Local photographer has trouble getting compensated for photo use

Better Call Jackson

If you take a picture and a company uses that picture for commercial purposes, should you be compensated?

Mike Gonnella contacted Better Call Jackson after a photo he took was used without pay or courtesy credit to him. He doesn’t consider himself a professional but rather a hobby and felt he had reached an agreement with a local venue.

“Our agreement was I provide photos as long as you get me access and provide me with a little bit of credit when you use them,” says Gonnella.

But when his pictures were used without a watermark or courtesy credit, he contacted the organization.

“They said, it was a mistake and everything kind of held there for a while until another photo was used and it seems like it really wasn’t a mistake and they weren’t doing anything to fix the problem,” said Gonnella.

Michael Smith practices business law and securities law at Carile Patchen & Murphy. He says even amateurs have rights.
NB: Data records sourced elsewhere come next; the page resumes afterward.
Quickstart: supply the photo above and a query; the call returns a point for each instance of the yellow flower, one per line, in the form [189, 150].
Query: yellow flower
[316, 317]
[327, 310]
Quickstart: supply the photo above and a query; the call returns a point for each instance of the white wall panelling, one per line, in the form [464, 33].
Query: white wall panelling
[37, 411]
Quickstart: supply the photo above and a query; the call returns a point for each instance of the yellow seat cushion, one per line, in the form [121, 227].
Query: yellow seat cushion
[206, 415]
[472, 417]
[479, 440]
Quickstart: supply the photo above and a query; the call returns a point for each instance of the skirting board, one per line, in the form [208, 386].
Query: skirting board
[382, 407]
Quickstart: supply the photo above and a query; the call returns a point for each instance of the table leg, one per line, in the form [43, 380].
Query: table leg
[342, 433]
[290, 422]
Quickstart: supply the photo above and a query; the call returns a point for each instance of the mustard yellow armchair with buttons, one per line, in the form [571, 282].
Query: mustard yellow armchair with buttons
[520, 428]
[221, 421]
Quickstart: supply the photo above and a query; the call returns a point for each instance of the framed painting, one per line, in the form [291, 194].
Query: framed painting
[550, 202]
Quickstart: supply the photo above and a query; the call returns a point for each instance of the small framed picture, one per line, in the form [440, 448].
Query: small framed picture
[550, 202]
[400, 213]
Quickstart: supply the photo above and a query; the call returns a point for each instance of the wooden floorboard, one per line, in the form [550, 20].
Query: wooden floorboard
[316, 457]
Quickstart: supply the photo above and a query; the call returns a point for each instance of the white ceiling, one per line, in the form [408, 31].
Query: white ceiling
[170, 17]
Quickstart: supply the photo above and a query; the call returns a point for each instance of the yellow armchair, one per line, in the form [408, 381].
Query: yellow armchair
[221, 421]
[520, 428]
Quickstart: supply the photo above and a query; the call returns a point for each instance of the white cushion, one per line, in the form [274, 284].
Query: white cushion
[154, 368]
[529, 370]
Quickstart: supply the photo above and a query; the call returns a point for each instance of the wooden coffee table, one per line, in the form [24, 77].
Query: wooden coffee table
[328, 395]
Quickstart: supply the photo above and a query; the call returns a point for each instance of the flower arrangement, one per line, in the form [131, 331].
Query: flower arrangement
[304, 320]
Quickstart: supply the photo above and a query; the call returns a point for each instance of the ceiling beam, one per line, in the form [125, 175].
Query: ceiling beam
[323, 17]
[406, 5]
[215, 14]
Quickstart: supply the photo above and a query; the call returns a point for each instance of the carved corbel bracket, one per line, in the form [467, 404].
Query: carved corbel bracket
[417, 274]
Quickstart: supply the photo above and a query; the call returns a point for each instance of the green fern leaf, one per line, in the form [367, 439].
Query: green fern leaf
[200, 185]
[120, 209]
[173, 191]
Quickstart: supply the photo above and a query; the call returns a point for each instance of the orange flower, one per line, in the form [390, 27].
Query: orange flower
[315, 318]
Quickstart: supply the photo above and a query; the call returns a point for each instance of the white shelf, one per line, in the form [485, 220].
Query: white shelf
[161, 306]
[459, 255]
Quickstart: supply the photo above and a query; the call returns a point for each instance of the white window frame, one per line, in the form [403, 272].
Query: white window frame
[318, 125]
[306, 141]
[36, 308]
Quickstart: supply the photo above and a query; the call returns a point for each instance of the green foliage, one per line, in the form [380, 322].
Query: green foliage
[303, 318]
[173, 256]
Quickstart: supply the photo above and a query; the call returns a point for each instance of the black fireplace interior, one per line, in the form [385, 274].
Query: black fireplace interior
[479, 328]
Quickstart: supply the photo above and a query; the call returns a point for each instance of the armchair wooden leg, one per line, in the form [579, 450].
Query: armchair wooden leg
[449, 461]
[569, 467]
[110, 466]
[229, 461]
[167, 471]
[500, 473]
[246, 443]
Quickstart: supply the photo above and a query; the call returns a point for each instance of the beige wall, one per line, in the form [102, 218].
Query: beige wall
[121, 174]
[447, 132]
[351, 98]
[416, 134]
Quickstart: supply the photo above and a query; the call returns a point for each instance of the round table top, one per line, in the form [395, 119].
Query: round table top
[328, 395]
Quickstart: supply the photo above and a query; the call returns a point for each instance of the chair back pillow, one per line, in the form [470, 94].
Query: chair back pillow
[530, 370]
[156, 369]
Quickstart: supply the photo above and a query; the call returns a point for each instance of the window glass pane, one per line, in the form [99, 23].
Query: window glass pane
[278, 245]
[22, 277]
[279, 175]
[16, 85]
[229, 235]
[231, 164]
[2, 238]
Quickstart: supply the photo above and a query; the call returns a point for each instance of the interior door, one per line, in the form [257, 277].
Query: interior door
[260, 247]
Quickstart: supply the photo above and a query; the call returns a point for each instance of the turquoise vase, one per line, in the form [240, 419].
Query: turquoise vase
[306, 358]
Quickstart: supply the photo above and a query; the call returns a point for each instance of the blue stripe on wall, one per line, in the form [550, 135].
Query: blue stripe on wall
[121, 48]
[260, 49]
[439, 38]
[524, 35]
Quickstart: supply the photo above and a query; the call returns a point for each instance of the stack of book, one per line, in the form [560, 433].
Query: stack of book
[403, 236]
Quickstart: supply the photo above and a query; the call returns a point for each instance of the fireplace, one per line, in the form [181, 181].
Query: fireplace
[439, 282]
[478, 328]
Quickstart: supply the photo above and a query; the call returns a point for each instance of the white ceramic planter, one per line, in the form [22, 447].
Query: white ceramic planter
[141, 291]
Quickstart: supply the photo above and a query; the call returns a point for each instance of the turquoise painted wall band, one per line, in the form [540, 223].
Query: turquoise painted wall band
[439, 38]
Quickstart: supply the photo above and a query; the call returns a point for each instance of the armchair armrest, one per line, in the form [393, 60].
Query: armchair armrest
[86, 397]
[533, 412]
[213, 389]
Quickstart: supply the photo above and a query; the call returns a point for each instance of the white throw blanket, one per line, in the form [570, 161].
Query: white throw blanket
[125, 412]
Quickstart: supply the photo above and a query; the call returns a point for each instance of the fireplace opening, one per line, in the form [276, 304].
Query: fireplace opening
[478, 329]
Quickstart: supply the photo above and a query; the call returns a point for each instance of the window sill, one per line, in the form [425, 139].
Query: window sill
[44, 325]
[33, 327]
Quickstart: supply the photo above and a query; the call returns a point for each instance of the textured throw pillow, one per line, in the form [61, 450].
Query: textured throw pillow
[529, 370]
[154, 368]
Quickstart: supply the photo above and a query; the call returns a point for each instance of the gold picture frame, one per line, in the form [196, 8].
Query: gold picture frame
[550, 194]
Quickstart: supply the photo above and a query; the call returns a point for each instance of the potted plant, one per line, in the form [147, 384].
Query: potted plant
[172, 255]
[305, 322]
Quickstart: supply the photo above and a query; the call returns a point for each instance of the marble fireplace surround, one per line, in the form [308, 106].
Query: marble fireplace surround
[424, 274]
“It doesn’t make a difference from the standpoint of the person using your video or your photograph you should have the same rights as a professional,” says Smith.

To avoid a similar situation, Smith suggests spending a few dollars to register your copyright.

“You can go online, you can do it yourself the online registration is $35 if you do it on paper, $65. So not much cost to it, most people can do it themselves they don’t need counsel to handle that for them,” says Smith.